In a move that suggests the climate crisis is shifting even those fantasy purchases typically associated with midlife angst, legendary motorcycle company Harley-Davidson is hoping to turn up the throttle on its production of e-motorbikes.
During a phone call with investors last week, Harley CEO Jochen Zeitz said his company is committed to advancing its “efforts in electric” while continuing to expand its “profitable” line of traditional heritage bikes, reports Greentech Media. In the same call, Zeitz revealed a 45% drop in profits over the last quarter.
Harley-Davidson bikes are “sometimes stereotyped as an impulse purchase for men in a midlife crisis” and may be falling out of fashion with younger riders, reports Greentech. While Zeitz placed some of the blame for the drop in profits on the pandemic, “Harley-Davidson’s share price had been sliding for years before COVID-19 dealt it a stinging blow.”
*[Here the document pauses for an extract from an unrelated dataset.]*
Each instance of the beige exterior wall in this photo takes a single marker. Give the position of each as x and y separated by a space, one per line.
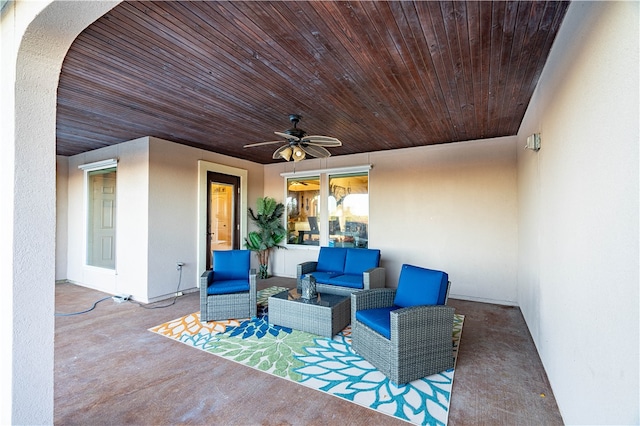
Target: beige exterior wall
578 215
158 204
451 207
Enter the Harley-Davidson LiveWire. Launched last summer, the e-motorbike “has raised eyebrows… thanks to stunts such as beating a Tesla Model 3 in a drag race and travelling 1,000 miles in 24 hours.”
Harley-Davidson is “something of an early mover in the electric motorcycle market, compared to other traditional manufacturers,” Greentech writes. The company’s interest in e-motorcycles is not purely a matter of dollars and cents, but rather an expression of “committed environmentalist” Zeitz’s own desire to “lead the electrification of motorcycling with a full EV portfolio, which will further reduce the environmental impact of our motorcycles during use.”
Just how successful Harley-Davidson’s e-motorcycles will be remains to be seen. “Electric motorcycles only have around 1% market penetration,” said Nick Albanese, Bloomberg New Energy Finance’s head of new mobility research. Such a weak showing owes mainly to “limited model availability and cultural factors,” he added.
The lower-end electric scooter and moped market, however, “is expanding rapidly,” writes Greentech. In stark contrast to the Tesla-trouncing LiveWire, which retails at US$29,799, mopeds and scooters “are hardly status symbols”. That means their buyers have more interest in economic considerations like fuel savings than the buyers of large heritage bikes, and they are well-suited to cities, “where owners are unlikely to suffer range anxiety.”
Asia and India are the primary markets for such vehicles, Greentech adds: in India alone, “there are now more than 80 electric two-wheelers on the market, many priced as low as $500 to $1,000.”
But improved battery performance could expand both the geographic and price-point markets for motorcycle companies like Harley-Davidson. “There could be a big first-mover advantage for any company that does for motorcycles what Tesla did for cars,” said Albanese.
Could Harley be that company? It’s too early to tell, says Greentech. In last week’s earnings call, Zeitz acknowledged that the company’s very survival is threatened by the economic shock delivered by the pandemic, and that “significant changes” will be needed.
“I know we will prevail,” he said. “I’m confident that, with the right focus and changes that I intend to implement swiftly and diligently, we will emerge stronger.”